I lifted my hand, my brain working through numbers and calculations as I forced that incensed volcano spilling out of my chest under the surface, letting cold and logic flood to the surface; this was me. This was what I was good at. This was my nature.

A break in the paintings and a row of bare walls started the reaction.

I spun on my heels, my hand fast as lightning, gripping the handle of my gun, yanking it from the back of my shirt, lifting the barrel, finger pressing down on the trigger as I lifted to aim, pointed to kill, and—

The gun leaped from my hands as if it scalded me, clattering to the ground, cushioned by the soft carpet as I stopped myself just in the nick of time.

“Jax?” I snapped, trying to make heads or tails of the mess of bodies tangled behind me.

“What’s up, brother?” Jax smirked, revealing his face from a messy mop of dark hair.

“Hold him properly!” Mint snapped, his limbs wrapped between Jax’s and the mercenary. Mint pressed an elbow to the back of the mercenary’s head, smothering the man’s face into the carpet as he yelled and growled into the cushioned fibers.

“For God’s sake,” Hunter snapped, appearing behind my back. His booted foot cracked hard across the man’s head. His neck snapped at an unfortunate angle, and his body softened beneath my two other brothers.

“How many more of you are there?” I grumbled, rubbing my finger and thumb between the bridge of my nose.

“Just us.” Jax beamed.

I sighed. “You’re an infestation.”

“Love you, too,” Hunter grunted, offering an open palm to help Mint off the floor.

Jax sprung to his feet, his dark suit rumpled, and hair freed from whatever gel he’d tried to run through it. Hunter and Mint stood wearing their normal clothes—dark jeans, shirts, and jackets, with wind-ruffled hair and combat expressions. Despite their soft words, they weren’t here to fuck around, and I knew they’d be packing beneath their jackets, too.

I stared down at the man and saw his chest moving ever so slightly beneath the protector vest he wore.
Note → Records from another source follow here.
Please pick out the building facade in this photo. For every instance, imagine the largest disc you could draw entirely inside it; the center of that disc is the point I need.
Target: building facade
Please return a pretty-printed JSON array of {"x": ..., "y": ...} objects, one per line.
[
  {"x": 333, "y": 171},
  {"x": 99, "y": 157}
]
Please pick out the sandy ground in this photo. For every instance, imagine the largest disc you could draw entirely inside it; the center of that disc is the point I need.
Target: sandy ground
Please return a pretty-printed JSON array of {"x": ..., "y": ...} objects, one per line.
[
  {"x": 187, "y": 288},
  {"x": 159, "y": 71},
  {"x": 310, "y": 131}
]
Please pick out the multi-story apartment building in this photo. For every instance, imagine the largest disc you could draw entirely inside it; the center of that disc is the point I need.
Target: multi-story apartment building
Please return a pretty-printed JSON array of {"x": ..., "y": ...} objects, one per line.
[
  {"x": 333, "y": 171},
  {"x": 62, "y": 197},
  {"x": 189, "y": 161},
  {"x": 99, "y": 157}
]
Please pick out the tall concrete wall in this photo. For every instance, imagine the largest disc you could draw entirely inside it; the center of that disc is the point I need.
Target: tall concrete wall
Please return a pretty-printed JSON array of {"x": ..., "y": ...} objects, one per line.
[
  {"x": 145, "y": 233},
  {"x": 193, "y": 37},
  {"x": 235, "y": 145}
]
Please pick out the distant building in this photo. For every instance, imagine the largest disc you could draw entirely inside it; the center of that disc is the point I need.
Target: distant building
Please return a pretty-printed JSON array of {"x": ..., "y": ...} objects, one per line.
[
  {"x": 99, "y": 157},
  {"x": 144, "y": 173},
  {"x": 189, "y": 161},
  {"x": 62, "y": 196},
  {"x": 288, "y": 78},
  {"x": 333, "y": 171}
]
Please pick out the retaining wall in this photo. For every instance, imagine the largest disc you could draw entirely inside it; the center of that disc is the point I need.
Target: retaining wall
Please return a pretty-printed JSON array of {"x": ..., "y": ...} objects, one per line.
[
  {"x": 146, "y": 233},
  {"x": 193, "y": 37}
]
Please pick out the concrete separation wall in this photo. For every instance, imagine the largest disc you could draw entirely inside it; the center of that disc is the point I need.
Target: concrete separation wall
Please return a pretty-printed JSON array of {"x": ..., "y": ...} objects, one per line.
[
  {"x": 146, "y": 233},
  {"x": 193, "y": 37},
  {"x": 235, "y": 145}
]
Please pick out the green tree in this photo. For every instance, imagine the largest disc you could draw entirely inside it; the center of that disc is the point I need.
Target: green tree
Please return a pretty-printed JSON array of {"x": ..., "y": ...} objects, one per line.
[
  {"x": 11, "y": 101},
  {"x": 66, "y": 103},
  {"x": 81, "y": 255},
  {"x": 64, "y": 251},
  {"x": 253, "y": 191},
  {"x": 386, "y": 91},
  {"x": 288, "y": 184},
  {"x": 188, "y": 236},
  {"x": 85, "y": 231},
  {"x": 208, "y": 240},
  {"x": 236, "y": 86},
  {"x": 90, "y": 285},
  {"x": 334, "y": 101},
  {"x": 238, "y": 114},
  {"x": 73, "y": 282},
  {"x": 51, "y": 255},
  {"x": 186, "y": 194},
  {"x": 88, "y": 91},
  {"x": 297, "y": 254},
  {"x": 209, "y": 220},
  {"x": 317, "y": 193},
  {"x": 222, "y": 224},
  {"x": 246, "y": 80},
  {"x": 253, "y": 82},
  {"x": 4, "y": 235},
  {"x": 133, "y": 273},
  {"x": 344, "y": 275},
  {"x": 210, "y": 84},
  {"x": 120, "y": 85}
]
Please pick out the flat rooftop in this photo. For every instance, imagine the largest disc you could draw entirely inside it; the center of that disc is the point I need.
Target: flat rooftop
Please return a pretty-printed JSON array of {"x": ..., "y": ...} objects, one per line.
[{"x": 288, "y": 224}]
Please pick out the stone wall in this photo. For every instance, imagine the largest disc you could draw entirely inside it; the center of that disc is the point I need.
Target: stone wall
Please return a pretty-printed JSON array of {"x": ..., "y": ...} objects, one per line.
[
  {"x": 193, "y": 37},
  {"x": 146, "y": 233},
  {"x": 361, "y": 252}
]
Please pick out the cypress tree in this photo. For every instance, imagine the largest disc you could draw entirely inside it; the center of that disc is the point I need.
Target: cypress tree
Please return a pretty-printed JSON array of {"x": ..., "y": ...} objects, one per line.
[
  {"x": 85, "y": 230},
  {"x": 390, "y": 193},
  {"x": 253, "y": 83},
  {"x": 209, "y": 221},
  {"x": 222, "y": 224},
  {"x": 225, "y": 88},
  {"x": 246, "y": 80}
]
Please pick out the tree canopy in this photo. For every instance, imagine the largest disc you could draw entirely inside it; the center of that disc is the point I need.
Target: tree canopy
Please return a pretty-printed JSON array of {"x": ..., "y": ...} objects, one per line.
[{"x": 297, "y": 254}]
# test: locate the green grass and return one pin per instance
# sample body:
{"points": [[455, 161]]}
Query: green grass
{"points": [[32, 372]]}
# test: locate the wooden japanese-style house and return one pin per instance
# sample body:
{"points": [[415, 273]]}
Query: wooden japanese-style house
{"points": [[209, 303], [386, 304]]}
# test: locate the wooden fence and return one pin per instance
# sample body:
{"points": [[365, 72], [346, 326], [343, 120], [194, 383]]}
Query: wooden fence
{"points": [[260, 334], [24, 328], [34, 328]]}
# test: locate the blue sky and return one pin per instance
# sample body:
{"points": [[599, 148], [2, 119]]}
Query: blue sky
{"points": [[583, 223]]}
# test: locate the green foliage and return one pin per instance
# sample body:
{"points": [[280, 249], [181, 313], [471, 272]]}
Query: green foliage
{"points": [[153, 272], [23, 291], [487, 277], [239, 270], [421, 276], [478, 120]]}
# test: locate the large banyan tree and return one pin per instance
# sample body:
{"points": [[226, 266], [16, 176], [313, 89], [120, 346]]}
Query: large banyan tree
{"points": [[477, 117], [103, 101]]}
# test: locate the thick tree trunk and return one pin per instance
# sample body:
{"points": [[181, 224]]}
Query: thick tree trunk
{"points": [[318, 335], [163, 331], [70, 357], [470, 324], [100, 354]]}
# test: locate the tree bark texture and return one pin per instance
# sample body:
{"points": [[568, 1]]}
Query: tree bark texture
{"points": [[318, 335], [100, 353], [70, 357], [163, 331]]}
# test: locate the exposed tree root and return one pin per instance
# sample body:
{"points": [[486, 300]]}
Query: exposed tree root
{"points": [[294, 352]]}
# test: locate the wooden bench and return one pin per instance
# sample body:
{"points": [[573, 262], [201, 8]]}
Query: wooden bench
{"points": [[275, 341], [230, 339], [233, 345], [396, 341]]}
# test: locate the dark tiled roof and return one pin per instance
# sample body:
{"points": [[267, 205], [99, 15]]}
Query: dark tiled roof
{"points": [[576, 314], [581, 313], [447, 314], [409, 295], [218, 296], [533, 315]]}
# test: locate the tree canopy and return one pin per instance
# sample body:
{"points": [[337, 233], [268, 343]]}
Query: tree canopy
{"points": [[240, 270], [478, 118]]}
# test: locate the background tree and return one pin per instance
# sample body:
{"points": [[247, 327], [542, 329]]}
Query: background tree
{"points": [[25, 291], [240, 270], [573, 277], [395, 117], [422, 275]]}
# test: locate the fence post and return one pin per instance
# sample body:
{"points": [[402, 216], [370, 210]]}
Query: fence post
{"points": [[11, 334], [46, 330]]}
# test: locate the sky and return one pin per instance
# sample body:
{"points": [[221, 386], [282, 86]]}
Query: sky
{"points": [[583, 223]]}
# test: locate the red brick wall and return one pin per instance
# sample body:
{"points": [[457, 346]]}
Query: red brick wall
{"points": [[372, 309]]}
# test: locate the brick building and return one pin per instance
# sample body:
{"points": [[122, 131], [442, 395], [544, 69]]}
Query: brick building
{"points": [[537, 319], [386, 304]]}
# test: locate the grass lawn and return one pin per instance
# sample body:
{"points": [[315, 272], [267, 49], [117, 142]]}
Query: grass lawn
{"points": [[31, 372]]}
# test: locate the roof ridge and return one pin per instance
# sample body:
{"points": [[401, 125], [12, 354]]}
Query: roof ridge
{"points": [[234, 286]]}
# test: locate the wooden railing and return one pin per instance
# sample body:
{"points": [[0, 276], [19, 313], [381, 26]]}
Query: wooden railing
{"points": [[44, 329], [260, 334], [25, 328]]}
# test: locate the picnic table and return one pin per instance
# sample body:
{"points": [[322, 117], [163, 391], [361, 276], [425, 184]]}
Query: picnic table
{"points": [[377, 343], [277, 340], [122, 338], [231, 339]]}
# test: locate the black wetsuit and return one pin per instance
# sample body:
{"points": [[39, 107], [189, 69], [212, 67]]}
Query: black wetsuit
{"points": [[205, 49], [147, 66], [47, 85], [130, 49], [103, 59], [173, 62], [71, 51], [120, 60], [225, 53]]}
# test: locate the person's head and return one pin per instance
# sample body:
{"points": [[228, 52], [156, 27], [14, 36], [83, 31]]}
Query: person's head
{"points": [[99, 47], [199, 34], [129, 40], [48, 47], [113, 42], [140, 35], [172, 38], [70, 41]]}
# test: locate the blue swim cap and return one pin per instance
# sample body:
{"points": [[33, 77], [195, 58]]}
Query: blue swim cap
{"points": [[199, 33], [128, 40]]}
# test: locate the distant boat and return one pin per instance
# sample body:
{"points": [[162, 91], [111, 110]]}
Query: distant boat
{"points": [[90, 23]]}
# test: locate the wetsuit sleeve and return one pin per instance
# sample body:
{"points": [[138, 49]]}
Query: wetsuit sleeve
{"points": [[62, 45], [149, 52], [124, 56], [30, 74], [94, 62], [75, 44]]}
Unfortunately, he’d survive.

“So”—Jax leaned forward, clasping a hand on my shoulder—“surprised?”

Jax was dressed in an expensive black tuxedo with a couple buttons undone at the top and his shirt untucked around his waist. If it weren’t for the heavy boots hidden beneath his trouser legs, he’d have looked the part.

“No,” I grumbled, shoving off his shoulder and leaning down to retrieve my gun. I’d have taken the shot if I’d known it would just have been Jax I was hitting. He was like a cockroach one couldn’t kill or shut up. “You’re late.”

“You knew we were coming?” Mint frowned, mirroring the shocked faces of all three brothers.

“No, but I know Wolf.” I sighed, turning and walking back down the hallway. We’d gotten far on our walk from the suite, and with every step closer, that rippling heat threatened to rise again. I clamped it down tight. “There’s no way he’d let me go and not send a babysitter.” I glanced again at the brothers as they fell into step beside me. “Or a few.”